La televisión ha conseguido el principio de Karl Marx (a su manera): Ignorantes del mundo, uníos (delante de la televisión).

martes, 8 de diciembre de 2015

Debate electoral a tres y medio

De cómo los periodistas hacen preguntas

Debate electoral en Atresmedia
En el debate televisado por la Sexta TV y Antena 3, ambas del grupo Atresmedia, me llamó la atención, aunque ya no es novedad, que la periodista Ana Pastor se quisiera arrogar el protagonismo del mismo, interrumpiendo a los debatientes, e incluso les exigiera que no la interrumpieran cuando era ella misma la que interrumpía el debate de los protagonistas, con exposiciones que en nada mejoraban el dicho debate. (Ya ve usted lo que da de sí el verbo interrumpir).

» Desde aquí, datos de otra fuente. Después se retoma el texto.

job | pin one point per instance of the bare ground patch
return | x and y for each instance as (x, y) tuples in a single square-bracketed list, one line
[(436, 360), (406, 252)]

Pero sobre todo, su pregunta a los intervinientes: “Si estaban dispuestos a enviar tropas a Siria, si así se lo pedía Francia”.

Me dejó de piedra, resulta que ahora las autoridades legítimas de Siria no pintan nada en lo concerniente a su propio territorio. Hasta aquí ha llegado la manipulación de los medios sobre el conflicto sirio.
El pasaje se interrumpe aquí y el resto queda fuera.